Thursday 4 October 2007

Sun sets on a long Journey

The Cross and Icon today visited the town of Daly River. The town was originally set up as a Catholic Mission, where indigenous families were moved off land in their own country to live within this town on the banks of the great Daly River. The Daly River town population is now made up of Indigenous Australians, international missionaries and their families. The Daly River can be a raging torrent during the wet season, and is filled with large barramundi and crocodiles, although we were not privy to see any of the later.

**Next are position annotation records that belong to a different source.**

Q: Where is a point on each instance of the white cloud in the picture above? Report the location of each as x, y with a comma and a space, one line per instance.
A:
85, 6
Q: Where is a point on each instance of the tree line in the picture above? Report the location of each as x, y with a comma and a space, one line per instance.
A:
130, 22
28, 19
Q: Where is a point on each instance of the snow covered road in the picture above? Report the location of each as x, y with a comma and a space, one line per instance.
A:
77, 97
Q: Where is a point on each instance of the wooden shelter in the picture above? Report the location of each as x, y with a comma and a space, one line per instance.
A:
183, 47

This morning at Daly River, Australian indigenous artist Miriam Rose spoke at mass about the ‘Australian Stations of the Cross’ she created a few years ago to give the church a ‘fresh, current view of the stations’.

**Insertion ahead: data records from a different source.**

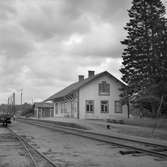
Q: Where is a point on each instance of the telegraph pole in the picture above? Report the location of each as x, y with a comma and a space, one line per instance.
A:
21, 95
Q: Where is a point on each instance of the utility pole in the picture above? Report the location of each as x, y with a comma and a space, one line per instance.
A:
13, 103
21, 95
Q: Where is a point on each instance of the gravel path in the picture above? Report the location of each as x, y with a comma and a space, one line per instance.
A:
73, 151
12, 154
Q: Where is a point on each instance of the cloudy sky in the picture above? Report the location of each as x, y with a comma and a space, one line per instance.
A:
45, 44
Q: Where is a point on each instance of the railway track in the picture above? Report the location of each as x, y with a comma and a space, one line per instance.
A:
134, 146
37, 159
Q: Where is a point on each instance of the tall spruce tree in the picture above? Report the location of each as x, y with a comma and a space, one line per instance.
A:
145, 54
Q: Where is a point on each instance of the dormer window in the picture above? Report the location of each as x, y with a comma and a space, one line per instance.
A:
104, 88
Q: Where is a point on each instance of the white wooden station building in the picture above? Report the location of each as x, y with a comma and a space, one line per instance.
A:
94, 97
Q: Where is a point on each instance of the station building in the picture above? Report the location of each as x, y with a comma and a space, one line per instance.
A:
43, 110
94, 97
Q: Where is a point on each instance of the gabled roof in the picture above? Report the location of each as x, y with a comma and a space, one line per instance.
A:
77, 85
43, 104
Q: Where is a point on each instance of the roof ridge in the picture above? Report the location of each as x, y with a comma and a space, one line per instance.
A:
76, 85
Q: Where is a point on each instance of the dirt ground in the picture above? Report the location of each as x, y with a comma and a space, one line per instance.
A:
73, 151
12, 154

On the feast of St Francis of Assisi, the evening for the Cross and Icon of Our Lady were spent amongst the simplicity and beauty of sunset at Darwin’s Mindil Beach. Without the regalia of a physical church building, people came from church and youth groups around Darwin to celebrate the end of this day together in prayer. Backpackers, international tourists and local families who were doing their own thing at the Mindil Beach markets also found themselves before the Cross, simply by venturing onto the sandy beach to watch the sun fall upon the ocean.

Led by the young St Vinnie’s Darwin crew, a procession was then undertaken walking up to the Cathedral for an evening liturgy. The distance was quite far, and is a testament to the people of the Darwin diocese who catered for the pilgrimages not to be easy. By walking that little bit further than comfortable, and driving across roads that are more simply rocky dirt tracks, we encounter an opportunity to feel a small amount of that Cross that Jesus bore, when he walked at Calvary for us.